The orchestra generally seeks to promote Latin American composers, presenting their pieces alongside works by major Western composers of classical music.

== History ==

Sonia Marie De León de Vega founded the orchestra in 1992 with money of her own. At the orchestra's first concert, in St. Ignatius Church in Highland Park, Los Angeles, 28 musicians performed for an audience of 12 people.

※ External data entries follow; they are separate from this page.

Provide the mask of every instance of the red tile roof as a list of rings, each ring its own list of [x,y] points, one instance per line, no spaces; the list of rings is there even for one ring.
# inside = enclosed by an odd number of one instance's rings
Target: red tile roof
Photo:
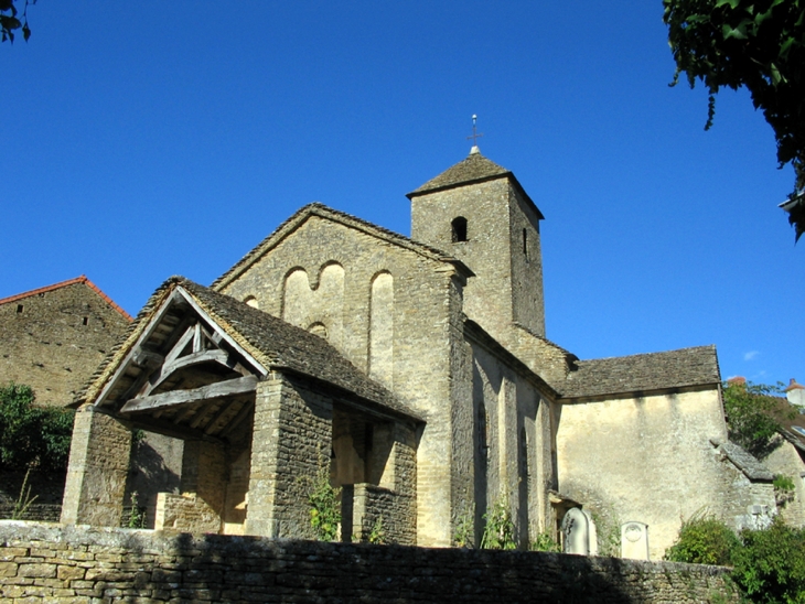
[[[10,295],[9,298],[3,298],[0,300],[0,304],[8,304],[9,302],[17,302],[18,300],[23,300],[25,298],[30,298],[37,293],[46,293],[49,291],[57,290],[60,288],[66,288],[67,285],[74,285],[75,283],[84,283],[89,289],[95,291],[95,293],[97,293],[100,298],[103,298],[112,309],[115,309],[117,312],[119,312],[121,315],[124,315],[127,321],[131,321],[131,315],[129,313],[127,313],[125,310],[122,310],[120,306],[118,306],[111,298],[109,298],[103,291],[100,291],[100,288],[98,285],[96,285],[95,283],[93,283],[85,274],[82,274],[80,277],[76,277],[75,279],[68,279],[67,281],[61,281],[60,283],[53,283],[52,285],[39,288],[36,290],[18,293],[15,295]]]

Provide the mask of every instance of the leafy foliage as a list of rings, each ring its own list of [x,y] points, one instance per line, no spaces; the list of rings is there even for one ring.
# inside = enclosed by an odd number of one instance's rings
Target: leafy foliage
[[[455,532],[453,533],[453,543],[457,548],[473,547],[473,519],[475,517],[475,504],[469,506],[455,521]]]
[[[740,541],[726,524],[701,510],[683,521],[679,537],[666,550],[665,559],[691,564],[732,563],[732,556]]]
[[[532,551],[560,552],[561,546],[556,539],[554,539],[554,536],[549,532],[540,532],[539,535],[537,535],[537,538],[532,541],[528,549]]]
[[[375,546],[385,546],[387,543],[386,529],[383,526],[382,515],[378,516],[375,524],[372,525],[372,530],[369,531],[369,543],[374,543]]]
[[[75,413],[34,401],[29,386],[0,387],[0,470],[67,467]]]
[[[805,603],[805,529],[777,516],[768,529],[742,531],[741,541],[732,579],[752,602]]]
[[[31,497],[31,485],[28,484],[28,478],[31,476],[31,468],[29,467],[25,472],[25,477],[22,479],[22,486],[20,487],[20,496],[14,501],[14,509],[11,510],[12,520],[22,520],[33,503],[39,498],[39,495]]]
[[[805,0],[663,0],[676,75],[716,94],[745,86],[774,130],[777,160],[796,174],[792,198],[805,188]],[[804,213],[805,214],[805,213]],[[791,214],[796,237],[805,215]]]
[[[749,602],[805,603],[805,529],[786,526],[780,516],[769,528],[737,537],[724,522],[696,514],[683,522],[665,559],[732,565],[732,580]]]
[[[129,518],[126,522],[127,528],[146,528],[146,508],[140,507],[137,496],[136,490],[132,490],[129,496],[131,509],[129,510]]]
[[[14,30],[22,30],[22,37],[31,37],[31,28],[28,26],[28,7],[29,4],[35,4],[36,0],[25,0],[25,6],[22,9],[22,21],[18,18],[19,11],[14,6],[14,2],[20,3],[19,0],[0,0],[0,34],[2,34],[2,42],[7,40],[14,43]]]
[[[780,430],[772,398],[781,392],[780,386],[727,384],[722,392],[730,440],[755,457],[768,455]]]
[[[505,497],[495,501],[492,509],[484,514],[484,520],[486,520],[486,526],[481,538],[481,549],[517,549],[517,542],[514,540],[514,521]]]
[[[339,538],[341,525],[341,488],[330,484],[330,475],[322,466],[312,482],[308,503],[310,504],[310,526],[316,539],[335,541]]]

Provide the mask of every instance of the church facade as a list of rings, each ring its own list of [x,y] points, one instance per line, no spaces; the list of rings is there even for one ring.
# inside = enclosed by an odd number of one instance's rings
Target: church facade
[[[211,287],[163,283],[77,397],[62,520],[120,524],[144,433],[176,460],[153,528],[311,538],[322,477],[345,540],[480,546],[503,515],[520,548],[583,525],[572,551],[658,559],[705,507],[768,521],[713,346],[547,339],[543,214],[477,148],[408,197],[410,238],[311,204]]]

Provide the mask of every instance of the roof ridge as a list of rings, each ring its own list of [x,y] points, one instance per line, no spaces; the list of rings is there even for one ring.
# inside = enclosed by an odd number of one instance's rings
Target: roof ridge
[[[85,283],[86,285],[88,285],[92,290],[95,291],[95,293],[100,295],[100,298],[103,298],[112,309],[124,315],[124,317],[126,317],[128,321],[131,321],[131,315],[127,313],[121,306],[119,306],[111,298],[106,295],[98,285],[89,280],[86,274],[80,274],[74,279],[67,279],[66,281],[60,281],[58,283],[53,283],[52,285],[45,285],[44,288],[36,288],[35,290],[9,295],[8,298],[0,299],[0,304],[17,302],[18,300],[24,300],[25,298],[31,298],[32,295],[36,295],[40,293],[47,293],[50,291],[58,290],[61,288],[66,288],[67,285],[75,285],[76,283]]]
[[[592,363],[592,362],[597,362],[597,360],[615,360],[615,359],[622,359],[622,358],[636,358],[636,357],[646,357],[646,356],[661,356],[661,355],[669,355],[672,353],[681,353],[681,352],[685,352],[685,350],[697,350],[697,349],[701,349],[701,348],[710,348],[710,349],[713,349],[715,350],[716,349],[716,345],[715,344],[704,344],[701,346],[686,346],[685,348],[673,348],[670,350],[659,350],[659,352],[656,352],[656,353],[637,353],[637,354],[633,354],[633,355],[604,356],[604,357],[599,357],[599,358],[584,358],[584,359],[579,359],[579,363]]]

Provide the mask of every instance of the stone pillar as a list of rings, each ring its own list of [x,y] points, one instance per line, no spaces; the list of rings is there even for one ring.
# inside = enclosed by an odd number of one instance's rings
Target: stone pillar
[[[332,399],[279,373],[257,384],[249,503],[244,532],[309,539],[310,495],[329,476]]]
[[[62,522],[119,527],[131,455],[131,431],[86,406],[75,414]]]

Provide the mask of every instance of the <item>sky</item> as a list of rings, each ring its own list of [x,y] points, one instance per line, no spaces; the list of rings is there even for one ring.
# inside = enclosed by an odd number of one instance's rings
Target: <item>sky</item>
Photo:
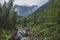
[[[8,0],[0,0],[0,2],[2,2],[2,3],[3,3],[3,1],[8,2]],[[25,5],[25,6],[32,6],[32,5],[42,6],[43,4],[45,4],[48,1],[49,0],[15,0],[14,4]]]

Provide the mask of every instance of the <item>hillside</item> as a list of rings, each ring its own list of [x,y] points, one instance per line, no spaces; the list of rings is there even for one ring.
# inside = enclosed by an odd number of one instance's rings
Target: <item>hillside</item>
[[[27,25],[39,40],[60,40],[60,0],[51,2],[27,17]]]

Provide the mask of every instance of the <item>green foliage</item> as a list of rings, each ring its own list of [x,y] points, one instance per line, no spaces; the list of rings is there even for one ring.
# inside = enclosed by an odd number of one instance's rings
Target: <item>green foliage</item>
[[[60,40],[60,0],[53,0],[48,5],[27,17],[27,24],[33,25],[32,30],[39,40]]]
[[[0,40],[6,40],[15,30],[17,21],[17,12],[13,7],[13,1],[0,3]]]
[[[17,12],[14,11],[13,0],[9,0],[8,3],[4,2],[2,6],[0,5],[0,10],[0,27],[5,29],[15,27]]]

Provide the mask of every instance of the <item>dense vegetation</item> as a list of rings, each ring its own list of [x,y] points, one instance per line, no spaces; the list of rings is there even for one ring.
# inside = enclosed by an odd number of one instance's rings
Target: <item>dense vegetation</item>
[[[14,32],[17,20],[17,12],[13,7],[13,0],[9,0],[8,3],[0,3],[0,40],[6,40],[6,38]]]
[[[38,40],[60,40],[60,0],[51,0],[27,18],[18,17],[13,0],[0,4],[0,40],[5,40],[15,26],[29,27]]]
[[[27,17],[39,40],[60,40],[60,0],[52,0],[49,6],[42,6]]]

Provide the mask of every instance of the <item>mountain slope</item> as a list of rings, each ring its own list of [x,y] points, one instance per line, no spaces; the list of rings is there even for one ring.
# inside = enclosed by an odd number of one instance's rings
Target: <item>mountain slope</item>
[[[32,27],[39,40],[60,40],[60,0],[52,2],[27,17],[27,25]]]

Thorne Hall at Occidental College, where De León teaches, became the permanent residence of the orchestra for the 1999-2000 season. The orchestra has 85 paid professional musicians from other orchestras, both symphonic and cinematic.

The orchestra has an annual budget of about $250,000, and has received funding from the National Endowment for the Arts, the California Arts Council, and the Cultural Affairs Department and County Arts Commission of Los Angeles.

==Discovering Music program==

The Discovering Music program of the orchestra was started in 1998. Orchestra members visit elementary schools in the Los Angeles area to present classical music and orchestral instruments. The program has reached more than 40 schools and tens of thousands of students.